2. Die Sexualität gehört also zum ursprünglichen Plan des Schöpfers, und die Kirche kann nicht umhin, sie hochzuschätzen. Gleichzeitig kann sie auch nicht umhin, jeden aufzufordern, die Geschlechtlichkeit in ihrer tiefgehenden Natur zu achten.

Als eine in die Gesamtheit der Person eingeschriebene Dimension ist die Sexualität eine »Ausdrucksweise« der Liebe und kann deshalb nicht als reine Triebhaftigkeit gelebt werden. Sie muss vom Menschen als vernunftbegabtes und freies Lebewesen gelenkt werden.

Das heißt jedoch nicht, dass sie nach Belieben manipuliert werden kann. Tatsächlich besitzt sie eine typische psychologische und biologische Struktur, die die Gemeinsamkeit zwischen Mann und Frau und die Geburt neuer Menschen zum Ziel hat.
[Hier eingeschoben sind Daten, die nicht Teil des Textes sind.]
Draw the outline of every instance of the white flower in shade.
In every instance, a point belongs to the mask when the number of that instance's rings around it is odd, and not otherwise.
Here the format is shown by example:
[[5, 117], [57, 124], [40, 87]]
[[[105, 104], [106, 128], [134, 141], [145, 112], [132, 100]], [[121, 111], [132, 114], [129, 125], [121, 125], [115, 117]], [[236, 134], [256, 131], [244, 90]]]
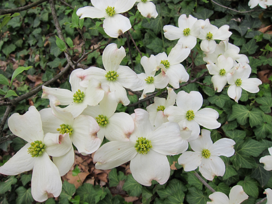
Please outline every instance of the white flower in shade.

Diese Struktur und diese unauflösliche Verbindung zu achten bedeutet nicht »Biologismus» oder »Moralismus«, sondern Aufmerksamkeit für die Wahrheit des Menschseins, des Personseins. Aufgrund dieser auch im Licht der Vernunft erfassbaren Wahrheit sind die sogenannte »freie Liebe«, die Homosexualität und die Empfängnisverhütung moralisch unannehmbar. Denn es handelt sich um Verhaltensweisen, die die tiefe Bedeutung der Sexualität umkehren, indem sie diese daran hindern, der Person, der Gemeinschaft und dem Leben zu dienen.